“Hayatı Iskala(ma)yan Edebiyat” Söyleşisi

Özgür Açılım Platformu, 27 Şubat Pazar günü İstanbul Bilgi Üniversitesinde, Tasfiye Dergisi editörlerinden Ahmet Örs’ü konuk ederek “Hayatı Iskala(ma)yan Edebiyat” başlıklı bir söyleşi gerçekleştirdi.

28 Şubat arifesinde gerçekleşen söyleşiye Ahmet Örs mücadele kavramını açıklayarak başladı. Mücadelenin bütününün parçalardan oluştuğu, parçaların birbirlerini beslediği bu çerçeve içinde temel olarak tevhid ve adaleti almamız gerektiğini vurguladı. Aynı zamanda bu mücadelenin tanımlanmasının somutlaşması açısından önemli olduğunu dile getiren Örs, mücadelenin oluşturduğu yoğun düşüncenin edebiyat, yazı ve sanat ürettiğini, bunları besleyen kaynağın mücadele olduğunu belirtti.

Direniş hafızası oluşturmamızı ve direncimizi ne salt entelektüel birikimle ne de sadece alanlarda yapabileceğimizi ifade etti. Yazıdaki direnişi besleyenin fiili direniş olduğunu vurgulayarak bu hafızanın oluşumunun ikisinin bütünü olduğunu söyledi. 28 Şubat döneminden sonraki direniş hafızasının yokluğunu direnişin olmamasına bağladı.
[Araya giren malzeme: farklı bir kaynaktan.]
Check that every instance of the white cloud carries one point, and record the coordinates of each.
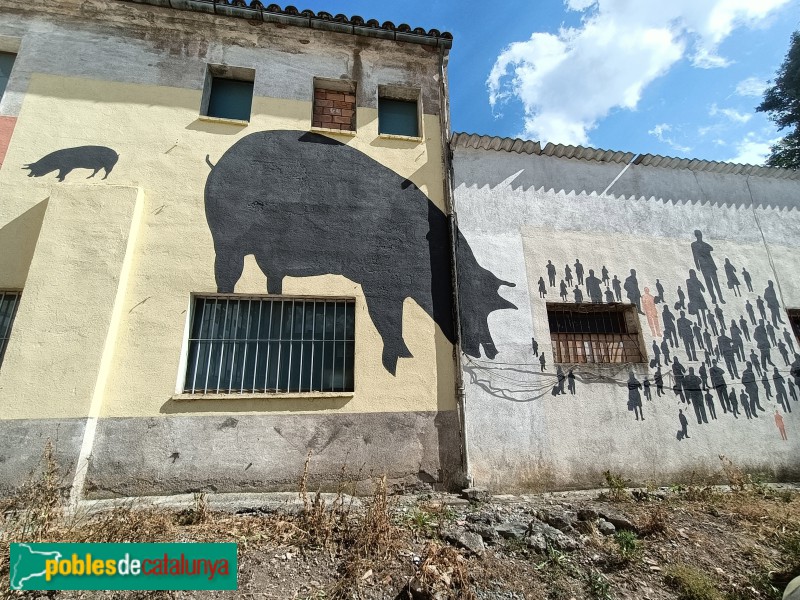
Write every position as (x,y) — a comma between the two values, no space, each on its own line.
(570,80)
(752,86)
(731,113)
(660,131)
(753,149)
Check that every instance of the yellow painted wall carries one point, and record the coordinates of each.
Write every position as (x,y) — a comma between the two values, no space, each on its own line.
(162,146)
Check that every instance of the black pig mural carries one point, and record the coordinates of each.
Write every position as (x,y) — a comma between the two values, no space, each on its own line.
(303,204)
(67,159)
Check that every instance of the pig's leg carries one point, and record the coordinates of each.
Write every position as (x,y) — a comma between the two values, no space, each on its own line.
(228,267)
(387,316)
(274,281)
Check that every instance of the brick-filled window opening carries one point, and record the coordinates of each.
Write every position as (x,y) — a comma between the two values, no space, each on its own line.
(9,302)
(334,109)
(595,333)
(241,345)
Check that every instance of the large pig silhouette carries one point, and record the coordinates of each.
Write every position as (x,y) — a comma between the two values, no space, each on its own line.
(304,204)
(66,160)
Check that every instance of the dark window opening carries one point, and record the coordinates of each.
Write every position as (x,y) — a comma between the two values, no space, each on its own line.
(794,319)
(594,333)
(6,64)
(398,117)
(240,345)
(230,99)
(9,302)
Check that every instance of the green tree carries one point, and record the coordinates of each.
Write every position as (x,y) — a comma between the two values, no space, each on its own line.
(782,103)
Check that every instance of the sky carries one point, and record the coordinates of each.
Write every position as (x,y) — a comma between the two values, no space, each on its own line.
(676,78)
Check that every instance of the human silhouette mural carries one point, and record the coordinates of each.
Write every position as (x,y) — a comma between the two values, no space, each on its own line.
(712,345)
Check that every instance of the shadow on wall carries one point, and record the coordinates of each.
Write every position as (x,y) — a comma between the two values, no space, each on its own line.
(304,204)
(563,175)
(17,244)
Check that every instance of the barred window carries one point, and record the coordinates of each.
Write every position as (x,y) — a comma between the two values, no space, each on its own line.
(239,345)
(9,301)
(595,333)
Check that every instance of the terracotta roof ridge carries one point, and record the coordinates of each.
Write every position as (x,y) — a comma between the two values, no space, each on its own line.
(290,15)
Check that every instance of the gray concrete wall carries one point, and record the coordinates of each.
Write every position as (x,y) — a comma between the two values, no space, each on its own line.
(136,43)
(185,453)
(519,211)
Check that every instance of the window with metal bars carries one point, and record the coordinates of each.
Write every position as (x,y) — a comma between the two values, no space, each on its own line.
(595,333)
(245,345)
(9,301)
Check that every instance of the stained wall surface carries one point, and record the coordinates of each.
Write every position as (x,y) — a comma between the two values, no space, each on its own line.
(533,423)
(107,227)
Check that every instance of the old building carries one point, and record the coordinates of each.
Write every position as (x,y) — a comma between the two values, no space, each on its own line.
(223,246)
(654,306)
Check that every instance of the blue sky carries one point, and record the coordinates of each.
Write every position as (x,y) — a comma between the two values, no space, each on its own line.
(678,78)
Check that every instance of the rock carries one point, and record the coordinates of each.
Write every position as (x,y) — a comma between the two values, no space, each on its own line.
(476,494)
(560,519)
(465,539)
(553,536)
(486,517)
(537,542)
(605,527)
(587,514)
(513,530)
(487,532)
(619,520)
(584,527)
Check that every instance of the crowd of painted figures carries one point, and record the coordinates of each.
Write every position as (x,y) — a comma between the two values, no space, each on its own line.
(714,359)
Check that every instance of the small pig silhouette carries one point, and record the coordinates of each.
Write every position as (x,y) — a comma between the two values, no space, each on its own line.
(303,204)
(67,159)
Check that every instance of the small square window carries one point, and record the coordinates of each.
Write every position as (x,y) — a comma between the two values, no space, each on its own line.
(9,302)
(6,64)
(228,93)
(397,117)
(334,105)
(398,111)
(595,333)
(274,345)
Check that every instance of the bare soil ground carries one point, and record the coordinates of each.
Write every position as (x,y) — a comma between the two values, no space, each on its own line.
(689,542)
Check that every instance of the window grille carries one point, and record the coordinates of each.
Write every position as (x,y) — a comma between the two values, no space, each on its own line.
(9,301)
(240,345)
(594,333)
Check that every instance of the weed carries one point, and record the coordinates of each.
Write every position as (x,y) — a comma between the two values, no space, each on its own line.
(655,521)
(616,486)
(442,574)
(370,538)
(691,583)
(422,522)
(196,515)
(555,560)
(627,544)
(598,586)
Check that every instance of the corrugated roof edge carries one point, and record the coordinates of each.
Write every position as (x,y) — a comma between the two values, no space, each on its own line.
(487,142)
(290,15)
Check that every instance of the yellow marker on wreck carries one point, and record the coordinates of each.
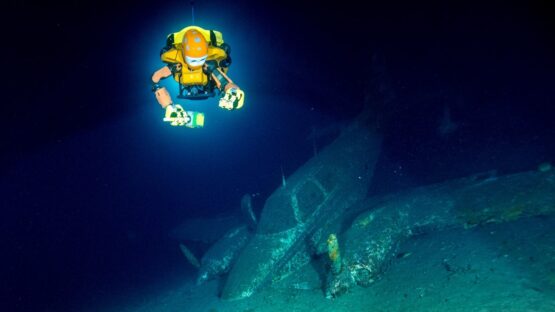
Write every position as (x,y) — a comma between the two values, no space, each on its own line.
(334,254)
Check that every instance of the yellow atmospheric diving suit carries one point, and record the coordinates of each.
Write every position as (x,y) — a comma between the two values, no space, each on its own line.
(198,59)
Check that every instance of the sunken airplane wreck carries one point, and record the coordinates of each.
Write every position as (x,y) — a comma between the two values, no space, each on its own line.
(327,198)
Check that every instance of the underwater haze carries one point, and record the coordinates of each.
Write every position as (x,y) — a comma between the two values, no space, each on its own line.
(446,106)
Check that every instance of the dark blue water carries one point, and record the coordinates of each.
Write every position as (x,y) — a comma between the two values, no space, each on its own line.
(92,179)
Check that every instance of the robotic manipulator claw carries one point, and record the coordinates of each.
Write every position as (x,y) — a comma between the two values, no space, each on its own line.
(233,98)
(177,116)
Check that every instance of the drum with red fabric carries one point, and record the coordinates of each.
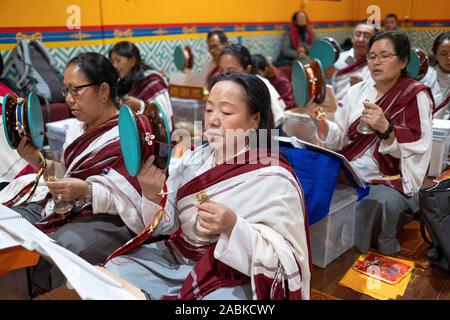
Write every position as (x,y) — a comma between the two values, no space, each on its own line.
(22,117)
(418,64)
(143,135)
(308,80)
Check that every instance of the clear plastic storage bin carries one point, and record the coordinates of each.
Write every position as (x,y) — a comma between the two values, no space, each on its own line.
(335,233)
Kaygımızın hayatla buluşan edebiyat olması gerektiğini belirten Örs, ikinci yeni akımının, imge, çağrışım ve soyutlamalarla, bireyin yalnızlığı, sıkıntıları, çevreye uyumsuzlukları gibi temalarla tek insanları anlattığını vurguladı. Sanat için sanat anlayışı içerisinde olan bu ve benzeri akımların hayatla buluşma noktasındaki sıkıntılarını dile getirdi. Bu bağlamda insanın içine yürüyen şiirler, hikâyeler olması gerektiğini, çiçek-böcek edebiyatı dediğimiz edebiyatın kişiyi hayattan koparttığını, insanın sonsuz hırslarını, tüketimi bir veri olarak kabul ettiğini bu sebeple direnişi ayakta tutamadığını anlattı.

28 Şubat’ın Türkiye’de derin izler oluşturan bir süreç olduğunu, bizim sürekli 28 şubat soğuğunda yaşayan bir halkın evlatları olduğumuzu ve bunu anlatan edebiyatımızın, belgesellerimizin olması gerektiğini, direnişi ancak bu şekilde ayakta tutabileceğimizi fakat bu alanlarda hala derli toplu bir fotoğrafın oluşmadığını ifade etti.

Yaşanmışlıkların unutulmaması, direnişin canlanması için bunların unutulmayacak alanlara taşınılması gerektiğini belirterek Müslümanlar olarak hiçbir zulme boyun eğmememiz gerektiğini vurguladı.

Edebiyatın vicdandan, insandan, acıdan beslendiğini ve hayata dokunmadan insanların acılarına dokunulamayacağını dile getiren Örs, sosyal adalet anlayışının, ezilenlere ezildiklerini fark ettirme, zulme ve sömürüye başkaldırının Tasfiye’nin ana damarlarından biri olduğunu dile getirdi.

Örs, ideolojik edebiyat eleştirisine ise; ideoloji bakış açısı oluşturur yanıtını verdi.

Tasfiye’nin çizgisini belirtmeye çalışırken konforu bozma, risk alma, herkesin rahat olduğu, tüm şartların Müslümanların lehine olduğu düşünülen bir zamanda muhalefet etmenin camia tarafından görmezden gelinmeyi getireceğini belirtti.

Edebiyatın konforu bozması gerektiği, insanları tedirgin etmesi gerektiğini vurgulayan Ahmet Örs hayatı ıskala(ma)yan edebiyatın bu minvalde olacağını dile getirdi. Tasfiye’nin edebiyatın halk için aynı zamanda halkın içinden oluşturduğunu ifade etti.

Protesto ve direniş kavramlarının ayırımın yaparak, protesto bir çizgiye dönüşmüyorsa orada sorun olduğu ve çizgini belirlemezsen o bilincin kaybolacağını vurguladıktan sonra, ancak daimi direnişle itminan olarak Rabbimize gideceğimizi belirtti.